In each and every case, hitting a $1 billion private valuation is a remarkable accomplishment. Remember, these usually are companies that weren’t even a gleam in their founder’s eyes at this time last decade. So kudos to all to achieve, and continued coverage.

But here’s the thing that’s beginning to trouble me a bit: The collective we are focusing so much on these massive interim valuations that we, arguably, aren’t paying enough attention to better financial outcomes that don’t include nine zeros. And this is particularly true when we cover those who are writing the checks.

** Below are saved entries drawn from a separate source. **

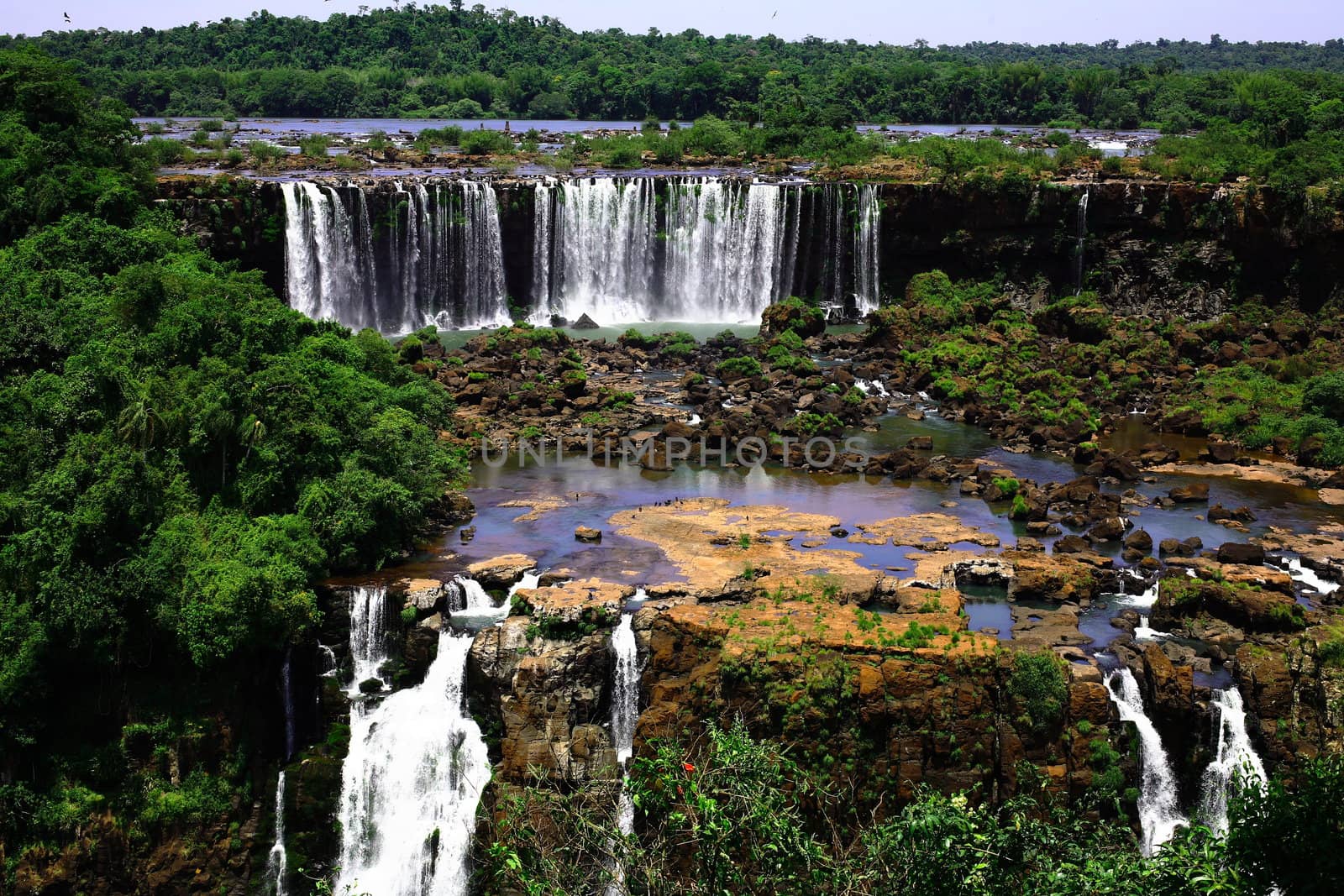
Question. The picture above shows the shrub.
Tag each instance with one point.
(1038, 681)
(315, 145)
(737, 369)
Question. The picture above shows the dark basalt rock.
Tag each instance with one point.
(1189, 493)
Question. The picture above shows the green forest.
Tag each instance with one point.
(449, 62)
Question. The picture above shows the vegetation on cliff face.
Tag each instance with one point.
(1267, 378)
(181, 458)
(1270, 110)
(737, 815)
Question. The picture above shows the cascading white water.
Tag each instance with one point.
(602, 259)
(705, 249)
(470, 605)
(367, 633)
(543, 215)
(725, 250)
(410, 786)
(277, 862)
(866, 248)
(1082, 241)
(1236, 757)
(326, 273)
(625, 689)
(625, 708)
(440, 259)
(1159, 815)
(1308, 577)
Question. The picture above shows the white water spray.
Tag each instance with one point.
(1236, 757)
(1159, 813)
(367, 634)
(412, 782)
(277, 862)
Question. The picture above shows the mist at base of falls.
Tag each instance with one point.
(622, 250)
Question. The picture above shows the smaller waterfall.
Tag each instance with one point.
(1308, 577)
(326, 661)
(1236, 757)
(412, 782)
(1082, 241)
(277, 860)
(367, 633)
(434, 255)
(625, 708)
(1159, 815)
(470, 605)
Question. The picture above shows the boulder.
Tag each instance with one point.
(793, 315)
(1241, 553)
(1191, 493)
(1108, 530)
(1072, 544)
(1139, 540)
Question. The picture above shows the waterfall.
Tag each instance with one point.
(1082, 241)
(326, 275)
(866, 248)
(625, 689)
(602, 262)
(470, 605)
(288, 696)
(367, 633)
(277, 860)
(625, 710)
(410, 785)
(434, 258)
(543, 214)
(1234, 757)
(725, 244)
(691, 249)
(1159, 813)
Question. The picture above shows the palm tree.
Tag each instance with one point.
(139, 423)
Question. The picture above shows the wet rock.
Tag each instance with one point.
(454, 508)
(792, 315)
(423, 594)
(1109, 530)
(1187, 548)
(1193, 493)
(501, 573)
(1072, 544)
(1241, 553)
(1139, 540)
(1218, 513)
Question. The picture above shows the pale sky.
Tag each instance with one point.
(866, 20)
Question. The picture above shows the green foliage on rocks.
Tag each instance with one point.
(1038, 683)
(181, 458)
(726, 813)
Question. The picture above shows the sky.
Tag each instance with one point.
(866, 20)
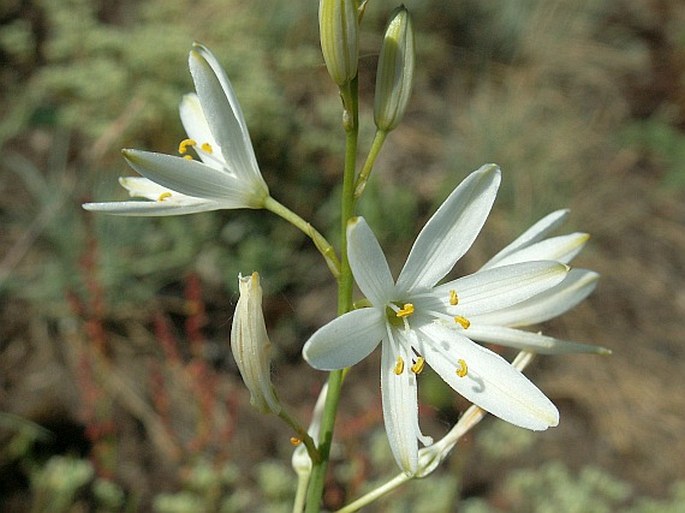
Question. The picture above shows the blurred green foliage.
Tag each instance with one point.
(530, 84)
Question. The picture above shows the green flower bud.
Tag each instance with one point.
(338, 25)
(251, 346)
(395, 71)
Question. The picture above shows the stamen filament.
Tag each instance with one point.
(184, 144)
(405, 311)
(463, 369)
(462, 321)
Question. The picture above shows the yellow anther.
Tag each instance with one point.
(183, 145)
(419, 365)
(462, 321)
(406, 310)
(399, 366)
(463, 369)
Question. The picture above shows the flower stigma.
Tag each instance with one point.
(399, 366)
(419, 365)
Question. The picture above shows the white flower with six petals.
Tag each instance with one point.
(227, 175)
(419, 322)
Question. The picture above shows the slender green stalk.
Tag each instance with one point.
(319, 240)
(376, 494)
(335, 379)
(376, 146)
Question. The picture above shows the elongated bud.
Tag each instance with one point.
(395, 71)
(251, 346)
(338, 26)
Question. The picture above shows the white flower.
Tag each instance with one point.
(419, 322)
(226, 176)
(251, 346)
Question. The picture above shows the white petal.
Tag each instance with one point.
(368, 263)
(449, 233)
(196, 127)
(223, 114)
(139, 187)
(154, 208)
(494, 289)
(577, 285)
(527, 341)
(490, 381)
(193, 178)
(562, 248)
(400, 407)
(345, 340)
(533, 234)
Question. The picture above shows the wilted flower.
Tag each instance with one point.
(395, 71)
(226, 176)
(251, 346)
(421, 323)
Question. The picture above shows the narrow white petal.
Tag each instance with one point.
(533, 234)
(562, 248)
(400, 406)
(223, 114)
(527, 341)
(345, 340)
(139, 187)
(501, 287)
(576, 286)
(368, 263)
(489, 381)
(153, 208)
(193, 178)
(195, 125)
(449, 233)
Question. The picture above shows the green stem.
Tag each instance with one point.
(345, 282)
(302, 434)
(319, 240)
(373, 495)
(376, 146)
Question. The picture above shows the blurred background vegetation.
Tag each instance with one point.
(116, 389)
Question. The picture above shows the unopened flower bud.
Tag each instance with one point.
(251, 346)
(338, 26)
(395, 71)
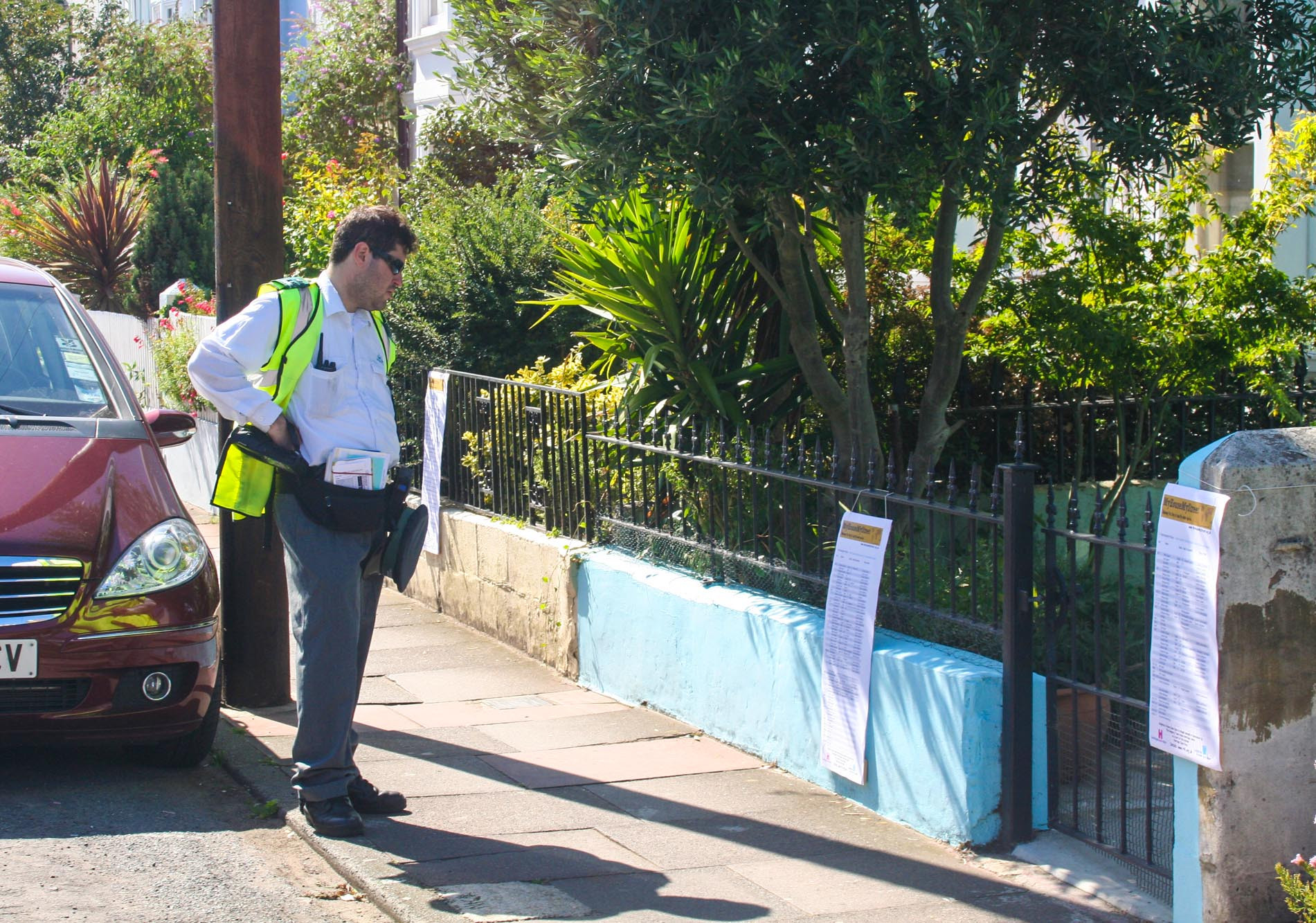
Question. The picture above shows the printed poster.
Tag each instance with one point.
(436, 415)
(1184, 699)
(851, 604)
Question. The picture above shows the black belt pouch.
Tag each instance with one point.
(336, 508)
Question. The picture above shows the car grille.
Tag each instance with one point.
(37, 589)
(26, 697)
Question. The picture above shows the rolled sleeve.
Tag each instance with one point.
(228, 360)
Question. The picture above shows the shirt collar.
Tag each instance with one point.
(333, 301)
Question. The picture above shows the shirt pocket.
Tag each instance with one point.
(321, 391)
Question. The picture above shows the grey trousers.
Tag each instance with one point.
(333, 618)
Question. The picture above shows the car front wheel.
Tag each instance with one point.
(188, 749)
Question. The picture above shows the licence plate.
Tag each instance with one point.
(19, 658)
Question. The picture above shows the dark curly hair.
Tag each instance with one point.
(382, 227)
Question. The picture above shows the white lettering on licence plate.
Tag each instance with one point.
(19, 658)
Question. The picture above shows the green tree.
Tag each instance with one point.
(177, 240)
(1112, 299)
(771, 112)
(324, 191)
(345, 80)
(483, 252)
(138, 87)
(683, 308)
(84, 231)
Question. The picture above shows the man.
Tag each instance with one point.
(307, 364)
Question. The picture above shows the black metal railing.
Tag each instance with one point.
(1090, 439)
(962, 565)
(1106, 784)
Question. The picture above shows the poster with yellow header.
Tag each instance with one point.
(851, 606)
(436, 415)
(1184, 673)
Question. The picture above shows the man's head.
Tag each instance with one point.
(369, 249)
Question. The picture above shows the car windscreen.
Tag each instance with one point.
(45, 366)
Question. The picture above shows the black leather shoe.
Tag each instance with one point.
(369, 800)
(333, 816)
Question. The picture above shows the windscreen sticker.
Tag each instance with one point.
(90, 394)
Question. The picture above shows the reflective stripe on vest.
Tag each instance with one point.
(244, 483)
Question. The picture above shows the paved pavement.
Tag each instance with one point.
(534, 798)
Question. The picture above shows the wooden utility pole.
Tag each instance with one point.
(248, 252)
(404, 124)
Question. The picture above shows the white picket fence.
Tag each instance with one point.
(192, 464)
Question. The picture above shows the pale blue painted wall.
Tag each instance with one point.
(1186, 857)
(745, 668)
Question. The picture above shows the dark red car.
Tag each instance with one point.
(108, 595)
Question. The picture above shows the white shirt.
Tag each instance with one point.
(349, 407)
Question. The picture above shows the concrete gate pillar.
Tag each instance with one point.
(1259, 809)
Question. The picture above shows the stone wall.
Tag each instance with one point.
(514, 584)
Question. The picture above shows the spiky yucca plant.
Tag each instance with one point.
(86, 231)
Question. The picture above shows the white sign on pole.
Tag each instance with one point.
(1184, 701)
(851, 604)
(436, 415)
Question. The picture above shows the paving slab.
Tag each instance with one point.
(451, 776)
(458, 652)
(615, 727)
(536, 857)
(691, 895)
(382, 690)
(403, 614)
(615, 762)
(477, 714)
(432, 826)
(419, 636)
(715, 794)
(460, 683)
(863, 880)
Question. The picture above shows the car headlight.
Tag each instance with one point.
(168, 555)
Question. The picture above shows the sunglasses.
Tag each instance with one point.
(394, 262)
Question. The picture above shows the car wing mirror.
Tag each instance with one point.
(170, 427)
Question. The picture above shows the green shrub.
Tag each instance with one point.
(177, 240)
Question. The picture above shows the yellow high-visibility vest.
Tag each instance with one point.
(244, 483)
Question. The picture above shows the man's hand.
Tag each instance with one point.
(285, 433)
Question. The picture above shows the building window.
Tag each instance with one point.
(1232, 186)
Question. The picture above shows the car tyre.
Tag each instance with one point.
(187, 749)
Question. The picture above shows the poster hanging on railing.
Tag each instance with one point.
(1184, 690)
(851, 604)
(436, 415)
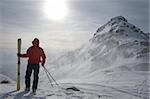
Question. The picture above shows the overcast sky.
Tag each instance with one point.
(80, 19)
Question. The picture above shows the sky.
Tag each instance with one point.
(63, 25)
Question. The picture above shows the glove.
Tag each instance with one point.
(43, 64)
(18, 54)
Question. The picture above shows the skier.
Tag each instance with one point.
(35, 55)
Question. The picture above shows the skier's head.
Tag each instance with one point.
(35, 42)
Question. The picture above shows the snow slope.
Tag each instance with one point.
(114, 64)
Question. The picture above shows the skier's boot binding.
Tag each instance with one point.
(34, 91)
(27, 89)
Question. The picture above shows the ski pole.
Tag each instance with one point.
(51, 76)
(48, 78)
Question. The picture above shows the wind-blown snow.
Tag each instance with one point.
(114, 64)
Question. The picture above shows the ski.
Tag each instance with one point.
(18, 65)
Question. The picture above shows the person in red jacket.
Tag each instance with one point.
(35, 55)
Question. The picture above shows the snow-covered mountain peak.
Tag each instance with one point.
(119, 29)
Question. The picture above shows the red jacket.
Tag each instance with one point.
(35, 55)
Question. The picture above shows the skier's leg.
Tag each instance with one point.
(28, 75)
(35, 81)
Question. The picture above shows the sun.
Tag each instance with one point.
(55, 9)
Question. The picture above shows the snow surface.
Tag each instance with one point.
(114, 64)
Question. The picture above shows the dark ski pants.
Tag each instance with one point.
(30, 68)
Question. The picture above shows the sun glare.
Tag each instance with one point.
(55, 9)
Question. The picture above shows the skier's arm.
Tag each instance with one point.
(43, 58)
(24, 55)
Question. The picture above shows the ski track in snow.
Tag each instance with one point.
(87, 91)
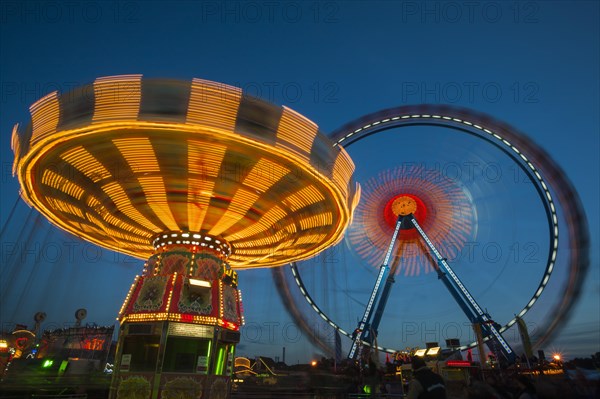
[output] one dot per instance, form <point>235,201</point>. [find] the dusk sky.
<point>533,65</point>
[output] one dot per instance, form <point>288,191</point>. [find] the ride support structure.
<point>367,330</point>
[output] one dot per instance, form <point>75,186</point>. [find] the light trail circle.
<point>531,159</point>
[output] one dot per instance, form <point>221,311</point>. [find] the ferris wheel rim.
<point>475,123</point>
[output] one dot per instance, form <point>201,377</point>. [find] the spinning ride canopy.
<point>127,162</point>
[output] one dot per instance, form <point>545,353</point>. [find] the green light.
<point>219,368</point>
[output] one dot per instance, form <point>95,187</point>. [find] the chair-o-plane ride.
<point>199,179</point>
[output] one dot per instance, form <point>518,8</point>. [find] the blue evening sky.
<point>534,65</point>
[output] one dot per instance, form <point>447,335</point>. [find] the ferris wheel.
<point>492,213</point>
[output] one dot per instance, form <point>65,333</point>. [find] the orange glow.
<point>128,177</point>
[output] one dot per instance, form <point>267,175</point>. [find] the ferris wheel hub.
<point>404,205</point>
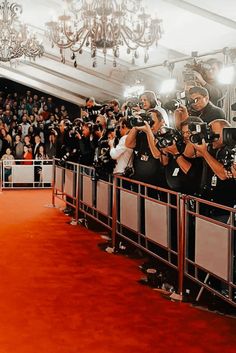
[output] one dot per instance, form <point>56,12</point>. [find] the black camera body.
<point>200,131</point>
<point>227,157</point>
<point>139,119</point>
<point>229,136</point>
<point>172,105</point>
<point>167,136</point>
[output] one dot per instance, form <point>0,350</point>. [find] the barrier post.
<point>114,212</point>
<point>53,182</point>
<point>77,194</point>
<point>181,246</point>
<point>1,176</point>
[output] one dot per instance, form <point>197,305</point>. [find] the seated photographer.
<point>183,170</point>
<point>148,100</point>
<point>147,167</point>
<point>207,78</point>
<point>201,105</point>
<point>86,144</point>
<point>215,185</point>
<point>121,153</point>
<point>91,110</point>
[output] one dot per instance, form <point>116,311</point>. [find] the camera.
<point>229,136</point>
<point>200,131</point>
<point>166,136</point>
<point>106,110</point>
<point>103,163</point>
<point>139,119</point>
<point>132,103</point>
<point>53,126</point>
<point>227,157</point>
<point>172,105</point>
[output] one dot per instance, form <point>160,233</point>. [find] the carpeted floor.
<point>60,293</point>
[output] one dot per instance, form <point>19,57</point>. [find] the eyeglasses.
<point>188,132</point>
<point>195,100</point>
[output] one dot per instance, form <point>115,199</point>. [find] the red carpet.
<point>60,293</point>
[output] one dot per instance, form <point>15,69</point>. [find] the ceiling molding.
<point>204,13</point>
<point>13,74</point>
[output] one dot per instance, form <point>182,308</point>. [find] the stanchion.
<point>181,248</point>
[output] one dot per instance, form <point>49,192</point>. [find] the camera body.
<point>227,157</point>
<point>139,119</point>
<point>172,105</point>
<point>229,136</point>
<point>167,136</point>
<point>200,131</point>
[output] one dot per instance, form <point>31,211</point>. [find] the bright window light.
<point>133,91</point>
<point>168,86</point>
<point>226,75</point>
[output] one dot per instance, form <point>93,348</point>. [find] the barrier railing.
<point>171,227</point>
<point>26,174</point>
<point>148,217</point>
<point>210,233</point>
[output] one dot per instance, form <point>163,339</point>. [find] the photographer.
<point>86,144</point>
<point>183,170</point>
<point>91,110</point>
<point>147,167</point>
<point>200,103</point>
<point>121,153</point>
<point>215,185</point>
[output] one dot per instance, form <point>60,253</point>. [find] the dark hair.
<point>150,97</point>
<point>158,114</point>
<point>125,122</point>
<point>197,89</point>
<point>191,119</point>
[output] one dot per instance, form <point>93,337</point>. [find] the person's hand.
<point>145,128</point>
<point>201,149</point>
<point>78,136</point>
<point>172,149</point>
<point>180,115</point>
<point>111,142</point>
<point>198,77</point>
<point>84,113</point>
<point>233,170</point>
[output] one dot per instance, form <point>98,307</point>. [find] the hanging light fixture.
<point>105,25</point>
<point>15,40</point>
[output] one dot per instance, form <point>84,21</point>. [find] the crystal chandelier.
<point>15,40</point>
<point>105,25</point>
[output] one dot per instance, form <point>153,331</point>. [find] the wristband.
<point>175,156</point>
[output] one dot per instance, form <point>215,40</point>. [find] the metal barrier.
<point>26,174</point>
<point>149,217</point>
<point>210,236</point>
<point>171,227</point>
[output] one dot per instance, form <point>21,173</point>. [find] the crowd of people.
<point>187,153</point>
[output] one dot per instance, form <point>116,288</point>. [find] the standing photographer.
<point>215,185</point>
<point>184,169</point>
<point>121,153</point>
<point>200,103</point>
<point>147,168</point>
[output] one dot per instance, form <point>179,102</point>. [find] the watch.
<point>175,156</point>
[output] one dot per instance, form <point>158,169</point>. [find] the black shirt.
<point>215,189</point>
<point>211,112</point>
<point>186,183</point>
<point>147,168</point>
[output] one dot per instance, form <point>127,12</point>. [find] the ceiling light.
<point>15,39</point>
<point>105,25</point>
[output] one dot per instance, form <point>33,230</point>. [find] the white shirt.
<point>122,155</point>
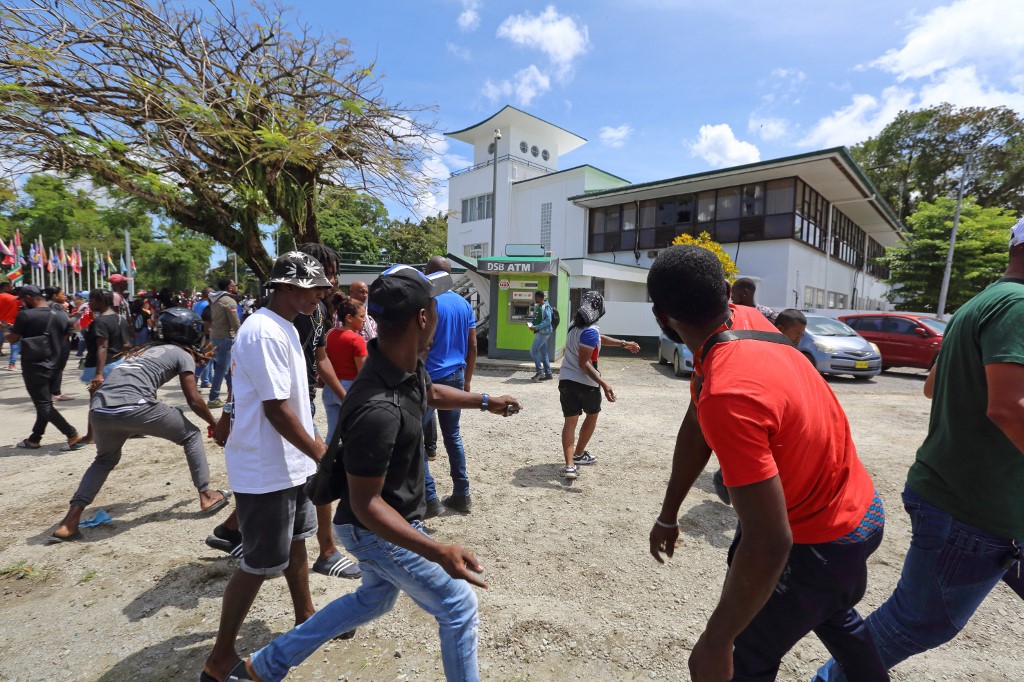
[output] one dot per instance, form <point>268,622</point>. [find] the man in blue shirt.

Here’s what I mean: Imagine that ABC Ventures invests $50 million at a $1 billion post-money valuation, in exchange for a 5% equity stake (yes, I’m really simplifying things here). Then the company goes public at a $2 billion valuation, and later trades up to $5 billion. Suddenly that investment is valued at $250 million. Fantastic. Now what if 123 Ventures invests $5 million at a $25 million post-money valuation, and the company gets acquired by Yahoo for $250 million (thus paying out $50 million to 123 Ventures). Seems to me that 123 Ventures arguably got the better deal, in that it recognized a 10x multiple, whereas ABC Ventures recognized a 5x multiple.

But we don’t publicly venerate 123 Ventures, because they didn’t have a “unicorn.” The reality, however, is that the majority of VC firms invested in $1 billion+ companies didn’t really have unicorns either. A few certainly did — those who were at the very beginning — but most came along so late in the game that they were just hitching a ride.

Take what Forbes does with its annual Midas List, which purports to rank the world’s top tech venture capitalists. Most of the calculations are done based on exits (i.e., M&A or IPOs), but Forbes also incorporates data on a handful of unicorn-type companies that are still private (thus explaining, for example, how Accel’s Jim Breyer topped the list even before Facebook went public). Never mind if 123 Ventures has a dozen still-private companies where it has double-digit paper multiples, because none of those companies are valued at $1 billion. Better to buy into a big Series C for Airbnb than to have Series A preferred stock in a quasi-anonymous biotech that just raised its Series D at a $150 million or $200 million valuation.

Yes, venture capital is a hits business. Each fund needs one or two giant outliers in order to generate the returns they promise investors. But perhaps we all need to do a better job identifying those outliers, as opposed to just obsessing over unicorns.